If Cursor can’t see how flags work, it can’t follow them.

  • Tell Cursor explicitly in your prompt to preserve the flags. Even with Workspace Instructions, repeat the rule when making sensitive edits.
// Example safe prompt inside Cursor

Before editing: this file uses the 'newCheckoutFlow' feature flag.
Keep all existing flag branches exactly as-is.
Do not inline, delete, or simplify the checks.
Only modify logic inside the enabled branch.
  • Show Cursor an example of correct usage in your codebase.

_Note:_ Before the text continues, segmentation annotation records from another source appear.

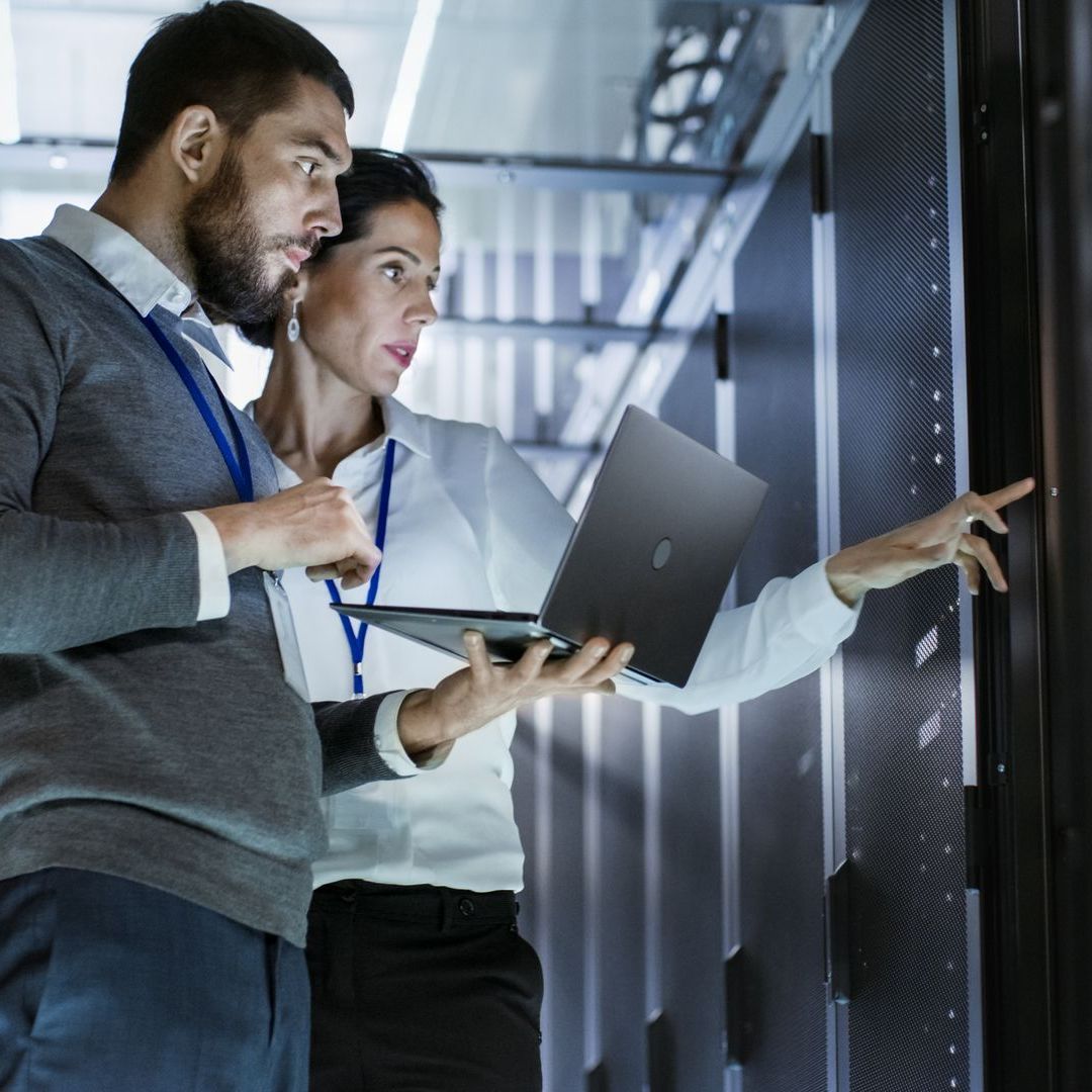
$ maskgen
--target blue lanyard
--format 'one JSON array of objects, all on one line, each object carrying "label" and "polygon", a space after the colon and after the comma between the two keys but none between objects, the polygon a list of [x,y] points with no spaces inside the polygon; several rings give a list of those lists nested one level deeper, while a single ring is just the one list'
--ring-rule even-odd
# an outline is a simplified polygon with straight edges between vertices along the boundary
[{"label": "blue lanyard", "polygon": [[[242,432],[239,431],[239,426],[235,420],[235,415],[232,413],[232,407],[228,405],[227,399],[224,397],[224,392],[217,385],[216,380],[209,375],[213,388],[217,395],[219,395],[219,404],[224,408],[224,416],[227,417],[228,426],[232,429],[235,451],[232,450],[232,444],[224,435],[224,429],[221,428],[219,422],[216,420],[216,415],[212,412],[212,406],[209,405],[209,400],[204,396],[201,388],[198,387],[198,381],[193,378],[193,373],[186,367],[186,361],[179,356],[178,349],[171,345],[167,335],[159,329],[151,314],[144,318],[144,325],[152,331],[152,336],[159,343],[159,348],[167,355],[167,359],[175,366],[175,371],[178,372],[179,378],[186,384],[186,389],[190,392],[193,404],[204,418],[212,438],[216,441],[216,447],[219,448],[219,453],[224,456],[224,463],[232,475],[232,480],[235,483],[235,491],[239,495],[239,500],[249,503],[254,499],[254,480],[250,473],[250,456],[247,454],[247,444],[242,439]],[[207,373],[207,371],[209,369],[206,368],[205,372]],[[236,456],[236,452],[238,452],[238,456]]]},{"label": "blue lanyard", "polygon": [[[387,441],[387,455],[383,459],[383,484],[379,490],[379,519],[376,523],[376,546],[382,551],[387,542],[387,513],[391,507],[391,482],[394,479],[394,441]],[[379,572],[382,563],[371,574],[371,582],[368,584],[368,606],[376,602],[376,593],[379,591]],[[341,603],[341,595],[337,594],[337,585],[332,581],[327,581],[327,591],[330,592],[331,603]],[[348,642],[348,653],[353,657],[353,693],[364,693],[364,642],[368,639],[368,624],[360,622],[359,629],[353,628],[353,619],[346,615],[339,614],[342,629],[345,631],[345,640]]]}]

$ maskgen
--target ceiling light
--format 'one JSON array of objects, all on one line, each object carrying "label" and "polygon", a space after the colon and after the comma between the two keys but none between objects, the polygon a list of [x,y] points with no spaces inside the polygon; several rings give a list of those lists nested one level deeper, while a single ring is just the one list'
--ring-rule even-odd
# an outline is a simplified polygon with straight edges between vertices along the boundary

Models learn from patterns. If you have a clean flag implementation somewhere, add it to chat.
  • Use “Diff” view carefully. Cursor may suggest deleting a flag check. Do not accept changes blindly — this is where overconfidence tends to show up.

 

Concrete example (Node.js + config-based flag)

 

Imagine a simple server where features are controlled by a config object.

// featureFlags.js
export const flags = {
  newCheckoutFlow: false,
};

export function isEnabled(flagName) {
  return flags[flagName] === true;
}

And your route:

// checkout.js
import { isEnabled } from "./featureFlags.js";

export function handleCheckout(req, res) {
  if (isEnabled("newCheckoutFlow")) {
    // new flow
    processNewCheckout(req, res);
  } else {
    // old flow
    processLegacyCheckout(req, res);
  }
}

If Cursor sees only checkout.js but not featureFlags.js, it may try to inline or remove this logic during refactors. But if you add both files to context and remind Cursor to keep the flag structure, it will not touch it.

 

Typical workflow that reliably works in real projects

 

  • Open the file with flag logic.
  • Open the file you want to edit.
  • Select both → “Add to Chat”.
  • Tell Cursor your constraints (preserve flags, do not drop branches).
  • Review diffs before accepting.

This combination virtually eliminates issues where Cursor accidentally removes or collapses feature flags.

 

The big idea

 

Cursor is powerful, but it is not a static analyzer. It respects whatever rules you give it. If you explicitly show it your feature flag system and enforce strict rules in both instructions and prompts, Cursor will reliably preserve flag behavior even in large refactors.